With a global mana system, we gain the ability to have strategic spells be caster independent.
It also opens up a lot of very important game elements for the AI as well as the player in terms of making spells have more "interesting choices" such as:
- Spell cool down (N turns before being able to cast again)
- Turns to cast a spell (a spell that takes N turns to cast)
The reason these two things become possible is because in Elemental v1.0x, your maximum mana was tied to the caster's essence.
In v1.1, magical essence is a boolean (you got it or you don't). Anyone who has magical essence can thus draw magic from the global pool.
Children of sovereigns become crucial because unlike imbued heroes, they naturally have essence (so there is no imbue cost associated). It also opens up the possibility of being able to use stored mana for enchanting items or forging tools and such in the future.
Now, while you humans may find this stuff "fun" it's the AI that benefits the most from it because I can write the AI with a system where there's a specific goal -- maximizing mana production. Plus, if a channeler can cast strategic spells into a tactical battle even if he's not present, it justifies putting lots of time into intelligently choosing which spells to cast.

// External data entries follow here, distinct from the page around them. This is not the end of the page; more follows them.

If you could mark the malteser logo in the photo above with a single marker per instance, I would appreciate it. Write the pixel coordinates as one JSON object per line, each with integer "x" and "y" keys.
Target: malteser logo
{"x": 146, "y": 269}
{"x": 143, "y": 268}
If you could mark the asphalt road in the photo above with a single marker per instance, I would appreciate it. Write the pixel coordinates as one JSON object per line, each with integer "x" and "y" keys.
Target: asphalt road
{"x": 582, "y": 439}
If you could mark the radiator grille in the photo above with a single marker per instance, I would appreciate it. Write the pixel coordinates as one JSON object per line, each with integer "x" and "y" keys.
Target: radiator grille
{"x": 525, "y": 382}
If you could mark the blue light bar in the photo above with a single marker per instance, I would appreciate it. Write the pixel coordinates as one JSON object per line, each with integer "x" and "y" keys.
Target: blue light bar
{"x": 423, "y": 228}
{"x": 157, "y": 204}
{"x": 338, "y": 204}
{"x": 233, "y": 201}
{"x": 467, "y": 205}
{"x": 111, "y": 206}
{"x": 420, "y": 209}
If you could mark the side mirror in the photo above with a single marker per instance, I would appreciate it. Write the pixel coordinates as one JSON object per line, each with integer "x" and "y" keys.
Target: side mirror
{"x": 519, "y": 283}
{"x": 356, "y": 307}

I.e. if I, as a developer, KNOW that magic can be part of every battle, then it justifies the time to create and use more interesting spells.
Now, someone might/should ask, why didn't we have this from the outset? I'm sure some beta testers suggested something like this (MOM had this). I really don't have a good explanation other than to say that we fell too far towards the RPG line of thinking -- treating each unit as if it were an RPG character rather than thinking of your kingdom strategically. In short, we really wanted to find a way to have our cake and eat it too but you know what they say -- even when you don't make a choice, you're making a choice. In this case, not biting the bullet and being decisive in making magic a strategic game mechanic rather than an individual quasi-RPG with some strategic mechanic has been crippling across the board to the game's overall design.
There is no "magic bullet" of course but nearly all mechanics, balance, etc. flowed from the decision of having mana tied to individual magic casters rather than having them make use of a global pool that is derived from a single source (the channeler sovereign). With everything revolving around a mana limiter that can only be raised individually by going up levels, you cripple the scope of magic and in turn the combat and the variance in the world (i.e. things get boring).
Worse yet, the per unit mana limit in Elemental v1.0x also limits modding because modders too are stuck with the same problems I run into -- all spells have to be between 1 and 15 or so mana. Look at the change to teleport -- 15 mana. Not that big of a deal if you're using a global mana pool but it's a big deal if you max at say 12 mana because of an essence block.